Re: [PATCH v2] rbd: add ioctl for rbd

[Date Prev][Date Next][Thread Prev][Thread Next][Date Index][Thread Index]

 



On 09/17/2013 07:42 AM, Alex Elder wrote:
On 09/17/2013 02:04 AM, Guangliang Zhao wrote:
When running the following commands:
     [root@ceph0 mnt]# blockdev --setro /dev/rbd2
     [root@ceph0 mnt]# blockdev --getro /dev/rbd2
     0

I think this is a good change to make, and I think what
you've done is overall fine.

I agree, and have a couple more comments.

I do see one bug though.

And despite my statement that "it's fine," I have a lot of
input and suggestions for you to consider, below.

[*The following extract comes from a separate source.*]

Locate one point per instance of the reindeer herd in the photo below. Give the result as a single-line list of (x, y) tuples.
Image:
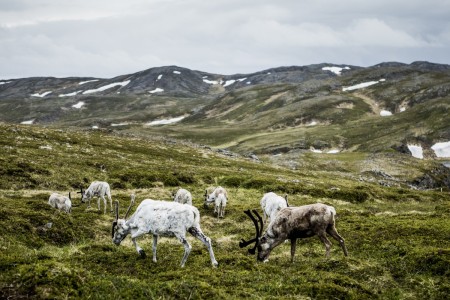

The block setro didn't take effect, it is because
the rbd doesn't support ioctl of block driver.

The results with this patch:
root@ceph-client01:~# rbd map img
root@ceph-client01:~# blockdev --getro /dev/rbd1
0
root@ceph-client01:~# cat /sys/block/rbd1/ro
0
root@ceph-client01:~# blockdev --setro /dev/rbd1
root@ceph-client01:~# blockdev --getro /dev/rbd1
1
root@ceph-client01:~# cat /sys/block/rbd1/ro
1
root@ceph-client01:~# dd if=/dev/zero of=/dev/rbd1 count=1
dd: opening `/dev/rbd1': Read-only file system`
root@ceph-client01:~# blockdev --setrw /dev/rbd1
root@ceph-client01:~# blockdev --getro /dev/rbd1
0
root@ceph-client01:~# cat /sys/block/rbd1/ro
0
root@ceph-client01:~# dd if=/dev/zero of=/dev/rbd1 count=1
1+0 records in
1+0 records out
512 bytes (512 B) copied, 0.14989 s, 3.4 kB/s

As long as you're testing...

It would be good to demonstrate that it's writable after
a setrw call (i.e., by actually writing to it).

And it would be good to show an attempt to change to
read-write a mapped "base" image as well as a mapped
snapshot image, both opened (mounted) and not.

Also a read-only mapped non-snapshot, which will catch
a bug with this patch:

rbd_request_fn reads rbd_dev->mapping.read_only when it is first
called, but once it's in the processing loop it never checks it again.
This will prevent an initially read-only mapping from ever becoming
read-write. The request loop needs to check for an updated
rbd_dev->mapping.read_only value.

This makes me notice another cleanup, though it doesn't affect the
functionality in this patch:

The place where the rbd driver calls set_device_ro() should be changed as well - it only needs to be done once, when the device is being added,
not during each open() call.

This resolves:
	http://tracker.ceph.com/issues/6265

Signed-off-by: Guangliang Zhao <guangliang@xxxxxxxxxxxxxxx>
---
  drivers/block/rbd.c |   55 +++++++++++++++++++++++++++++++++++++++++++++++++++
  1 file changed, 55 insertions(+)

diff --git a/drivers/block/rbd.c b/drivers/block/rbd.c
index 2f00778..f700f7c 100644
--- a/drivers/block/rbd.c
+++ b/drivers/block/rbd.c
@@ -508,10 +508,65 @@ static void rbd_release(struct gendisk *disk, fmode_t mode)
  	put_device(&rbd_dev->dev);
  }

+static int rbd_ioctl(struct block_device *bdev, fmode_t mode,
+			unsigned int cmd, unsigned long arg)
+{
+	struct rbd_device *rbd_dev = bdev->bd_disk->private_data;
+	int ro, ret = 0;
+
+	BUG_ON(!rbd_dev);

Use:
	rbd_assert(rbd_dev);

+	spin_lock_irq(&rbd_dev->lock);
+	if (rbd_dev->open_count > 1) {

This comment is not *extremely* important, but...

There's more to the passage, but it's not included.